Par ailleurs, les grands studios américains Pictures participeront à son prochain film, Site 146, une première expérience en 3D pour Hefzy, qui vient de fêter le succès de son film anglophone, My Brother the Devil (mon frère, le démon), de la réalisatrice anglo-égyptienne Sally Al-Hosseini, et dont les événements se déroulent à Londres. Le film a été présenté en 2012 au festival Sundance ainsi qu’à Dubaï, alors que sa distribution locale reste peu pro­bable.

Mohamad Hefzy est aussi nommé directeur artistique du Festival international du film d’Ismaïliya, l’un des principaux incubateurs de nouveaux talents à l’échelle mondiale et le premier exclusivement dédié aux documen­taires et aux courts métrages. Un nouveau souffle, car il institue le retour de différents cinémas à l’écran du festival.

« Je prends comme tâche de promouvoir le genre du documentaire et du court métrage en Egypte, et de prévoir un nouveau marché du documentaire et du court métrage à travers ce festival assez important », indique Hefzy, qui vient d’être désigné par le ministère du Commerce et de l’Industrie membre du conseil de la Chambre égyptienne de l’industrie du cinéma.

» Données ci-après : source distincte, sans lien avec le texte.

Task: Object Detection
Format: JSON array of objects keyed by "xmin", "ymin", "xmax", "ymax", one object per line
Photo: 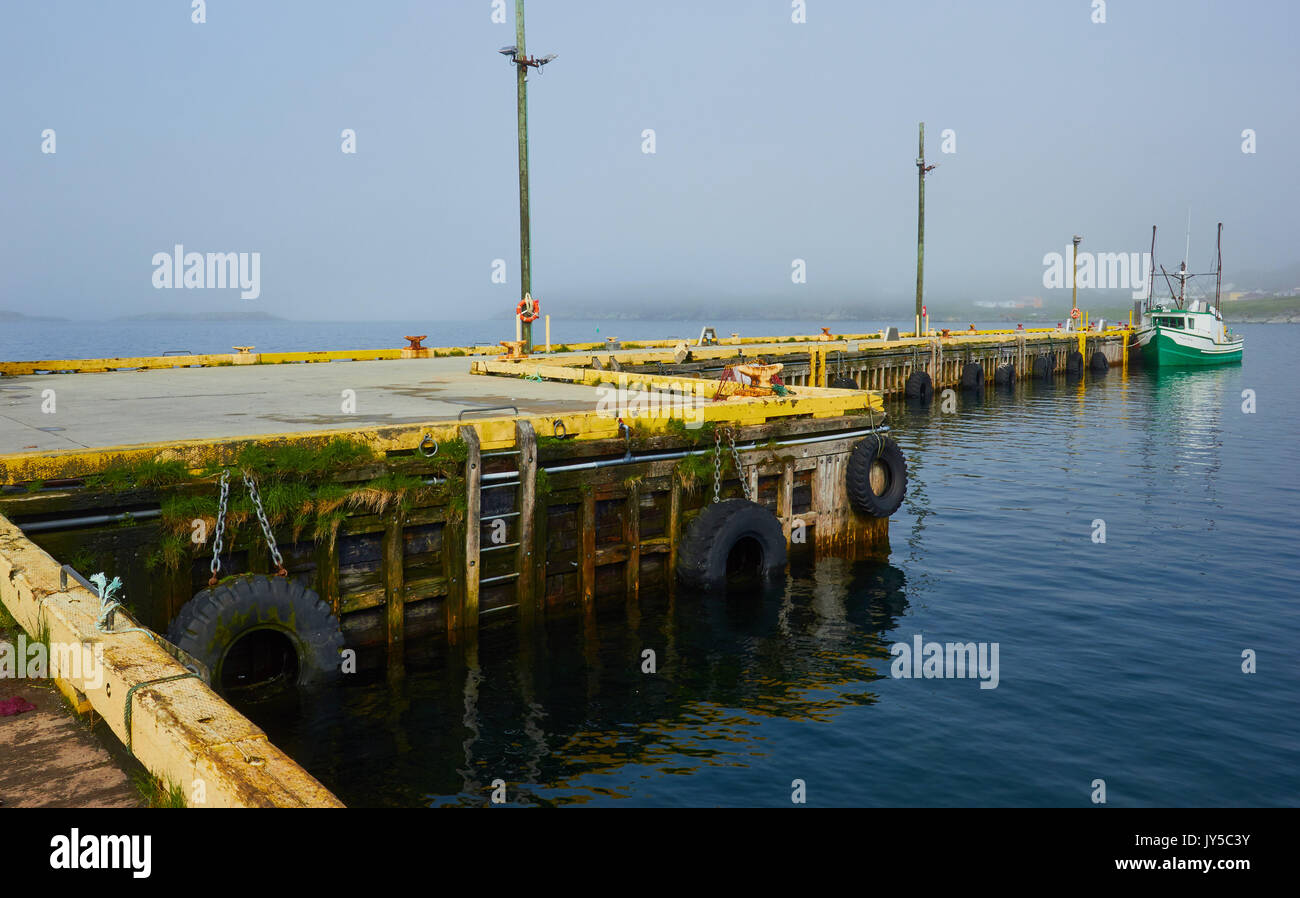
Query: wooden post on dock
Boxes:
[
  {"xmin": 668, "ymin": 477, "xmax": 682, "ymax": 585},
  {"xmin": 515, "ymin": 420, "xmax": 538, "ymax": 623},
  {"xmin": 315, "ymin": 535, "xmax": 340, "ymax": 617},
  {"xmin": 443, "ymin": 512, "xmax": 466, "ymax": 638},
  {"xmin": 624, "ymin": 480, "xmax": 640, "ymax": 603},
  {"xmin": 779, "ymin": 460, "xmax": 795, "ymax": 549},
  {"xmin": 580, "ymin": 488, "xmax": 596, "ymax": 606},
  {"xmin": 460, "ymin": 425, "xmax": 482, "ymax": 629},
  {"xmin": 384, "ymin": 510, "xmax": 406, "ymax": 650}
]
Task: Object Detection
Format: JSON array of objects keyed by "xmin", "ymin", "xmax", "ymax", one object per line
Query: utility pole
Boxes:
[
  {"xmin": 500, "ymin": 1, "xmax": 556, "ymax": 352},
  {"xmin": 514, "ymin": 0, "xmax": 531, "ymax": 351},
  {"xmin": 915, "ymin": 123, "xmax": 936, "ymax": 337}
]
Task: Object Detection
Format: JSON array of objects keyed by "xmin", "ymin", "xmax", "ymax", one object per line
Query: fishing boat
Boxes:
[{"xmin": 1132, "ymin": 222, "xmax": 1244, "ymax": 367}]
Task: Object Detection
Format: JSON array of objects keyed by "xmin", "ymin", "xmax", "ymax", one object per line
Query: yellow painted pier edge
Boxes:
[{"xmin": 0, "ymin": 516, "xmax": 344, "ymax": 807}]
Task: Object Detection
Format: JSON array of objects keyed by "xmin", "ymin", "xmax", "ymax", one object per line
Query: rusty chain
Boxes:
[
  {"xmin": 207, "ymin": 469, "xmax": 230, "ymax": 586},
  {"xmin": 243, "ymin": 470, "xmax": 287, "ymax": 577},
  {"xmin": 208, "ymin": 467, "xmax": 287, "ymax": 585},
  {"xmin": 727, "ymin": 428, "xmax": 752, "ymax": 503}
]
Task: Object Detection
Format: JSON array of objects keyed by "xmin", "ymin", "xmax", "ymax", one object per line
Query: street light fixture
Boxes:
[{"xmin": 500, "ymin": 1, "xmax": 558, "ymax": 352}]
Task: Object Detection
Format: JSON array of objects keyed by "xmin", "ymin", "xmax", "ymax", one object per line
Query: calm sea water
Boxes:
[{"xmin": 10, "ymin": 319, "xmax": 1295, "ymax": 807}]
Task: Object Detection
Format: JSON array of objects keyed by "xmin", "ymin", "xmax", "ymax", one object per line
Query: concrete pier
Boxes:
[{"xmin": 0, "ymin": 327, "xmax": 1126, "ymax": 807}]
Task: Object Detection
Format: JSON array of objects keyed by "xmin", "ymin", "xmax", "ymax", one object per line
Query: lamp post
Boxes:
[
  {"xmin": 915, "ymin": 123, "xmax": 937, "ymax": 337},
  {"xmin": 1071, "ymin": 235, "xmax": 1082, "ymax": 326},
  {"xmin": 499, "ymin": 0, "xmax": 557, "ymax": 352}
]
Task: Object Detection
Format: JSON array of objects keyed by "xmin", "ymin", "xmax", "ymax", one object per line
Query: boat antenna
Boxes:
[{"xmin": 1184, "ymin": 207, "xmax": 1192, "ymax": 271}]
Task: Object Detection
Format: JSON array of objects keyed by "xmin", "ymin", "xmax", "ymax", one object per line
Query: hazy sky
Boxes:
[{"xmin": 2, "ymin": 0, "xmax": 1296, "ymax": 320}]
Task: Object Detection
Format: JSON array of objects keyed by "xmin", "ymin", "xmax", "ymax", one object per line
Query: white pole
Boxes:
[{"xmin": 545, "ymin": 314, "xmax": 551, "ymax": 352}]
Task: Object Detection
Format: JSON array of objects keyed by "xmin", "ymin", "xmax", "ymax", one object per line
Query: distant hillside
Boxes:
[
  {"xmin": 1220, "ymin": 295, "xmax": 1300, "ymax": 323},
  {"xmin": 518, "ymin": 296, "xmax": 901, "ymax": 322},
  {"xmin": 0, "ymin": 309, "xmax": 67, "ymax": 322},
  {"xmin": 114, "ymin": 311, "xmax": 287, "ymax": 322},
  {"xmin": 1225, "ymin": 262, "xmax": 1300, "ymax": 296}
]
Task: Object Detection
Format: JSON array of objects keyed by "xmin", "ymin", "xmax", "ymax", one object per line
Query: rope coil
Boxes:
[{"xmin": 89, "ymin": 572, "xmax": 154, "ymax": 642}]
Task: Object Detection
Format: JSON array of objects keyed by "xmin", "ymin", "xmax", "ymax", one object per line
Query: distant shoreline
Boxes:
[
  {"xmin": 113, "ymin": 311, "xmax": 287, "ymax": 322},
  {"xmin": 0, "ymin": 310, "xmax": 67, "ymax": 322}
]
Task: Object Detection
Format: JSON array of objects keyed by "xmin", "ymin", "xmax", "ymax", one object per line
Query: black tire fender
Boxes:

Optimiste par nature, il se sent plein d’espoir avec le renversement du régime des Frères musulmans. « Je pense que le cinéma égyptien aura plus de chance avec un gouvernement libéral. La liberté d’expression sera plus garantie et l’on encouragera le financement indépendant. Mais cela dépend sans doute de la situation économique dans les deux années à venir », présume-t-il.

Couronné par tant de lauriers, le jeune cinéaste désire se préoccuper de sa vie privée. De nombreuses histoires d’amour sur papier et d’autres produites pour être vécues sur écran … mais à 38 ans, il est toujours en quête de son idylle, du happy end. Son coeur ayant battu plusieurs fois, il attend toujours sa belle moitié

Jalons :

13 mars 1975 : Naissance au Caire.

1999 : Début de sa carrière cinématogra­phique.

2001 : Projection de son premier film Al-Sellem wal-teabane (l’échelle et le ser­pent).

2006 : Fondation de sa société de produc­tion Film Clinic.

2010 : Membre du jury du Festival interna­tional du film du Caire.

2012 : Directeur artistique du Festival international du film d’Ismaïliya.

2013 : Membre du conseil de la Chambre égyptienne de l’Industrie du cinéma.